Do you know poetry, song, dance, music storytelling and more poetry is a heady mixture that guarantees more enjoyment than any screen or social media platform? I read a few of the poems, like Old Friends... “picking up where we left off in the past. They seem to know when to leave you alone. Then at the right moment pick up the phone And return to your life after a long pause To love you as you are, even your flaws.

We sang and danced, then read a few poems long into the night... and early morning too! The ‘Noble Call’ was never refused as innate talent poured forth as the lines came from Maurice’s pen.

Maurice never set out to be a best- selling author, but lads, isn’t it mighty, in this day and age, and after all we’ve been through, that the bardic tradition and that of the ‘fíle’ still flourishes.

As I came back through Inch, Dangan, Mount Unicke, Dungourney and onto Britway, I couldn’t help but think of Liam Rua Mac Coitir and Eamonn de Bhál, poets of the 1700s.

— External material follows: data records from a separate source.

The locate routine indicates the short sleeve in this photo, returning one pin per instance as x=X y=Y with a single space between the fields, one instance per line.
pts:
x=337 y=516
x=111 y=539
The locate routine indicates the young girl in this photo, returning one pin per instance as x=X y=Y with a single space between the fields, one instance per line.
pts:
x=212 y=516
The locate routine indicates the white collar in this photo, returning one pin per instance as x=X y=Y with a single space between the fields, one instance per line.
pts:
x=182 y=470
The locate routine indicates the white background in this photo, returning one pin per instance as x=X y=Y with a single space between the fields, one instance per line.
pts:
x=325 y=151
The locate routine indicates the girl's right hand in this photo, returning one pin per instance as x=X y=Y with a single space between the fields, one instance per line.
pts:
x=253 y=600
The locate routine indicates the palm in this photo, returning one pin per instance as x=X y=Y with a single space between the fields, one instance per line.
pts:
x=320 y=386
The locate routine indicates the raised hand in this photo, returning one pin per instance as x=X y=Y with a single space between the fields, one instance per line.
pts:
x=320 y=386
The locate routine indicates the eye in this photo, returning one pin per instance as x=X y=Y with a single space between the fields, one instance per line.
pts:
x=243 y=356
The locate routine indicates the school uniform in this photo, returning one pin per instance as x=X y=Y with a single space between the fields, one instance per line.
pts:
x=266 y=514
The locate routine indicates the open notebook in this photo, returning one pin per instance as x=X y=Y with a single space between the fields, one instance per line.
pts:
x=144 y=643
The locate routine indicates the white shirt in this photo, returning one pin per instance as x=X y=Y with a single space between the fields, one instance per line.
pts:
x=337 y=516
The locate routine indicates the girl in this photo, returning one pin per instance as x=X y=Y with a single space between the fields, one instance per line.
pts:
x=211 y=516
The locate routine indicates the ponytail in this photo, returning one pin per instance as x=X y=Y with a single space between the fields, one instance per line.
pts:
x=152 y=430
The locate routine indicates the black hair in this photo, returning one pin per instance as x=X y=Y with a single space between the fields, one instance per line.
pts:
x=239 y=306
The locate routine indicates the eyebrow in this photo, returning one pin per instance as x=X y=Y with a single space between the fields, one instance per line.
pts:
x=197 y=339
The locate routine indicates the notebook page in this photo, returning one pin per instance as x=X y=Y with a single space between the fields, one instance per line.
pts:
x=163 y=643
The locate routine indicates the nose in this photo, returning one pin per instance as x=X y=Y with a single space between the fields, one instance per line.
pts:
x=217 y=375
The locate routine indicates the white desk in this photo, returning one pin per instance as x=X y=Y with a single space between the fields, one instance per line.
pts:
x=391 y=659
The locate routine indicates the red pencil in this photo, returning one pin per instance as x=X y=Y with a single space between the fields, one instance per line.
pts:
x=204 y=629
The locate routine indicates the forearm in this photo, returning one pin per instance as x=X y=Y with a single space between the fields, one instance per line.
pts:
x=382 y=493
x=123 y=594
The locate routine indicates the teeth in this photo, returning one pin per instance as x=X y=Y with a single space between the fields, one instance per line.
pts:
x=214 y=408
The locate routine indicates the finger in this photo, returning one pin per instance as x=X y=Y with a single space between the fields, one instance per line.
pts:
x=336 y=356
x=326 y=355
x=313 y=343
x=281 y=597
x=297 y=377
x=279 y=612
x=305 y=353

They chronicled the lives, loves, joys and heartbreaks of East Cork fado, fado and the chain remains unbroken now.

That well-spring of awe-inspiring thoughts and inspiration still flows forth and long may it do so.

I’ll finish with the last few lines from A Room Filled With Treasure.

Then I realised friendship, the most beautiful thing in any room

May not always be framed and on display

But I have friendships that I treasure to this day.